Nick Bigelow, the Lee A. DuBridge Professor of Physics and the chair of the Department of Physics and Astronomy, also praised the appointment.
“Since he was a student at Rochester, his insight, enthusiasm, and gifts for science have been abundantly clear,” Bigelow says. “For those who don’t know Steve, what is especially wonderful is that at a time when energy is such an important issue for the nation and the world, we will have a brilliant and resourceful leader in the Department of Energy.”
The appointment of Chu, who is the first Nobel laureate ever named to lead the energy department, has drawn praise among science watchers.
Writing for Wired magazine’s Wired Science blog, editor Betsy Mason noted, “[Chu] recognizes the need to invest in science, from grade schools to universities to industry. He sees the imperative for the government to think in new and big ways about the energy problem. He understands we have to face up to climate change. And, most importantly, he has ideas about how to get it all done and the character to make them happen.”
As a senior at Rochester, Chu won the Stoddard Prize, an honor awarded for the best senior thesis by a graduating senior in the Department of Physics and Astronomy, and he won the Stoddard Prize from the Department of Mathematics two years earlier.
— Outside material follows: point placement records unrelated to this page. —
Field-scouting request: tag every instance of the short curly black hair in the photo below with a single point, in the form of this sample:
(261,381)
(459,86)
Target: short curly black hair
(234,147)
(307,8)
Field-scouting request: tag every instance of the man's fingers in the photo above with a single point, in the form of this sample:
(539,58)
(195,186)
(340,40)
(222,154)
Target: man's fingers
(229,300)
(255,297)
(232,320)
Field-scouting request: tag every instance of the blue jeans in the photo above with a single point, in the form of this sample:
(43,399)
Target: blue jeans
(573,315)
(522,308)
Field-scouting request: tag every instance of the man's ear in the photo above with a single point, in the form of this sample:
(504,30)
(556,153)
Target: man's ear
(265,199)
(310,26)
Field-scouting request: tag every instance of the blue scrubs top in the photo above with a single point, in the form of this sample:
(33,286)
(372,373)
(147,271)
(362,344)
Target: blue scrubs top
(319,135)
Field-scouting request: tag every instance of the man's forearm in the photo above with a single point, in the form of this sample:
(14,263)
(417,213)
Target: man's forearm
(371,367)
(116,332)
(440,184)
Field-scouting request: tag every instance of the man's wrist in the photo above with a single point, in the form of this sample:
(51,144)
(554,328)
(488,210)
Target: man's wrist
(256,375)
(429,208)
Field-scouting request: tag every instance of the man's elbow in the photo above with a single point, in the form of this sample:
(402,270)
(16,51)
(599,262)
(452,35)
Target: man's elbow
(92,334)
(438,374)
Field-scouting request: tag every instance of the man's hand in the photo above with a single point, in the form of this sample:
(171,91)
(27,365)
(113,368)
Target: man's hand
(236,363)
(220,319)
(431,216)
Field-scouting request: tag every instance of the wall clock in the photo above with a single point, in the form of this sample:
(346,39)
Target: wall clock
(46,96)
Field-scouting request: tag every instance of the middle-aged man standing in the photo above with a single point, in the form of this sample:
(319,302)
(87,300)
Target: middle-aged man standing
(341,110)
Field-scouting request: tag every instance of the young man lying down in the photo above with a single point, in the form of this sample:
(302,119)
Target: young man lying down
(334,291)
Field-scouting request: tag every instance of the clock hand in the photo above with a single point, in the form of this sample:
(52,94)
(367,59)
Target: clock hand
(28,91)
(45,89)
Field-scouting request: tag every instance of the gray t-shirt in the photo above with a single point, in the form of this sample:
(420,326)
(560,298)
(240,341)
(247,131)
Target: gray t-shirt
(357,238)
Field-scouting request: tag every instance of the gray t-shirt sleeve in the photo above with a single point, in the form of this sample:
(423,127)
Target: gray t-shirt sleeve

He also found time to play the trombone in a concert band and to take music lessons at the Eastman School.
While he has noted that winning the Nobel was not a complete surprise because his name had been mentioned as a possible winner for several years before he was selected, he has said in media interviews that winning has influenced his appreciation for public service.
“As a Nobel Prize winner, you become a public figure for all of science,” he says. “There are some people who really love that role, and while I don’t think I’m one of them, I accept it because it draws attention to science and helps publicize it in a positive way.”
By the time he won the Nobel, he had become more active in public service work as a way of repaying the experience and education he received.
“As I become older, I assume more of the role of a graybeard,” he noted. “It’s part of giving back what you got when you were young and carefree.”
Jonathan Sherwood ’04 (MA) is a senior science writer for University Communications.